# Bash Prizes



## maxwell_smart007 (Dec 18, 2013)

Just wondering if anyone would like to donate a prize or two tho the IAP Birthday Bash - we're looking for prizes of $25 value or higher, and you may be asked to ship it internationally, if the prize is won by someone overseas.  

We often have boxes of blanks, etc. which are used as prizes for games such as the trivia contest. 

Please let me know if you'd like to donate anything, and I'll put it on the list.  You can send me a PM with a rough idea of what you'd like to donate (i.e Box of blanks), the value ($25 or higher, please - to give everyone a fair shot at a good prize), and you'll get the details of the winner in February. 

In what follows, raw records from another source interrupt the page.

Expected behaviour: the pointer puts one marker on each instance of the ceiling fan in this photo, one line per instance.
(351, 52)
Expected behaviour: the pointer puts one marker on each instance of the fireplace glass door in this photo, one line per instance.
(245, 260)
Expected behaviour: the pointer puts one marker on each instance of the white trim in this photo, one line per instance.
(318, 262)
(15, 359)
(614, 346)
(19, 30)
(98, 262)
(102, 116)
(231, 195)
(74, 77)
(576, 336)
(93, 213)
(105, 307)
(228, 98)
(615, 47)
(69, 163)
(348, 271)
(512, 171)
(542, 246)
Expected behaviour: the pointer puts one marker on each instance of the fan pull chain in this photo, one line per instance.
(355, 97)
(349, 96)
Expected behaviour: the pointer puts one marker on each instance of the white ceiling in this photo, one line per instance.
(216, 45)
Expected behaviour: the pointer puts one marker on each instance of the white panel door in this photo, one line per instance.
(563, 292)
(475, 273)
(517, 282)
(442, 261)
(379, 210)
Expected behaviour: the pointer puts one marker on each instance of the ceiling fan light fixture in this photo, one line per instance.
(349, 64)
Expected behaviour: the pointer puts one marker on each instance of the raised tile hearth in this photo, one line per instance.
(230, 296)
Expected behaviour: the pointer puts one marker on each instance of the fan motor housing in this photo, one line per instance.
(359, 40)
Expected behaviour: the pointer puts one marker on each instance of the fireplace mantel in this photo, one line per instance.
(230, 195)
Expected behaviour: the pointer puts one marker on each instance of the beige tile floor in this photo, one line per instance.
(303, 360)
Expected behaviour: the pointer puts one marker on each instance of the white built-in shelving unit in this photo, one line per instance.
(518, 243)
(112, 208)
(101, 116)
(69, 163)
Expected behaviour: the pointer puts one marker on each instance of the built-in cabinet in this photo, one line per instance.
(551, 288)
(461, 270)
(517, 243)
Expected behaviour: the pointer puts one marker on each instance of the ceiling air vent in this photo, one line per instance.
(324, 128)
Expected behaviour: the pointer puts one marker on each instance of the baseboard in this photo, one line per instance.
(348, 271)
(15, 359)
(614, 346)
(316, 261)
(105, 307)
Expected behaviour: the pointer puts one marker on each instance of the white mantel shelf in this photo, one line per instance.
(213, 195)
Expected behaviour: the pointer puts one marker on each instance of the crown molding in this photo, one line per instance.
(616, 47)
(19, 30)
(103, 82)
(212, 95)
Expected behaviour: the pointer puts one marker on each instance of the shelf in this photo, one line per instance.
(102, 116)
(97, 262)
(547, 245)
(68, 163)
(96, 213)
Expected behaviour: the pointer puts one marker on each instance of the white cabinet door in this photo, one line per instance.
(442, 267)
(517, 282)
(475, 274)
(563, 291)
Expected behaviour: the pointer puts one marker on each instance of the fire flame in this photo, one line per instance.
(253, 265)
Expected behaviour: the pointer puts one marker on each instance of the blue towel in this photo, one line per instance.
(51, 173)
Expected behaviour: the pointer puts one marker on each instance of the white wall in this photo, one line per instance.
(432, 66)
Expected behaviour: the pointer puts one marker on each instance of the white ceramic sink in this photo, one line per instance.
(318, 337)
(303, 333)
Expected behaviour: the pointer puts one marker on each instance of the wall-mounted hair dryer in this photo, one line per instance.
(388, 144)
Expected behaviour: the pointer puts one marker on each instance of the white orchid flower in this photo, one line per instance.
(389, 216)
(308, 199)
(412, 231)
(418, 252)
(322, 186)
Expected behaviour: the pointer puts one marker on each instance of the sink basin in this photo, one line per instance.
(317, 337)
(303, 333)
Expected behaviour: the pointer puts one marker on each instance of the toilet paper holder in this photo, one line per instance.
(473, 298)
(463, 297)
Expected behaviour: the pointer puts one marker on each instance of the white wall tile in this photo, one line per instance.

Thanks in advance on behalf of the Birthday Bash planning team, and the winners of your prizes!  

Andrew


----------



## Brooks803 (Dec 18, 2013)

You can put me down for two prizes Andrew. They'll be much like I did last year. I'll pm the details when I get home tonight.


----------



## JohnU (Dec 18, 2013)

You can put me down for 2 prizes also Andrew.  I'll pm you.


----------



## vanngo5d (Dec 18, 2013)

Andrew I can donate a couple of prizes.


----------



## nava1uni (Dec 19, 2013)

I would be happy to contribute a box of very nice blanks as a prize.


----------



## maxwell_smart007 (Dec 19, 2013)

Thank you to all who have replied thus far for your donations.  I have all those listed above recorded - Vanngo5d, I put you down for two Boxes of Blanks (as you said a couple). 

Could I please ask that any further offers to donate go to my PM inbox, so I can make sure that none get lost?   

Thank you very much! 

Andrew


----------



## PR_Princess (Dec 19, 2013)

maxwell_smart007 said:


> *Could I please ask that any further offers to donate go to my PM inbox*,
> 
> Andrew


 
Hmmm Andrew.... didn't Jeff just increase your PM box to 1500 messages? Now wouldn't it be cool, if for the Big 10th Anniversary, we could perhaps fill that up??? :devil:


(You know me, anything I can do to help Andrew!!!!:tongue::biggrin::biggrin::biggrin




BTW PM sent.


----------



## maxwell_smart007 (Dec 19, 2013)

yes and I'm only at 800 = so lets fill it up!


----------



## healeydays (Dec 19, 2013)

Put me down for 2 prizes.


----------



## vanngo5d (Dec 19, 2013)

maxwell_smart007 said:


> Thank you to all who have replied thus far for your donations.  I have all those listed above recorded - Vanngo5d, I put you down for two Boxes of Blanks (as you said a couple).
> 
> Could I please ask that any further offers to donate go to my PM inbox, so I can make sure that none get lost?
> 
> ...



 Before I'm in too deep and will be casting till the 2015 bash . A couple of boxes is about 12 blanks total of my custom casting. I will do a mix of Cigar bands, Industrial Metal, and a special one. You can split it however you want.
Thanks,


----------



## longbeard (Dec 19, 2013)

healeydays said:


> Put me down for 2 prizes.


 

Thats what Don said :biggrin::biggrin::biggrin::biggrin:


----------



## jeff (Dec 19, 2013)

PR_Princess said:


> maxwell_smart007 said:
> 
> 
> > *Could I please ask that any further offers to donate go to my PM inbox*,
> ...



Mods have 2000 :biggrin:


----------



## Scott (Dec 19, 2013)

Andrew!

You're still drumming up prizes for the Bash?  I love that!  And I would be honored if you would accept a prize donation from me.  You are the best, my friend!

Scott.


----------



## SDB777 (Dec 20, 2013)

I have already made plans to send about $175-ish worth of 'stuff' to Jeff.  I am waiting for the Christmas holiday to be over to send the two USPS Priority Mail boxes I have ready.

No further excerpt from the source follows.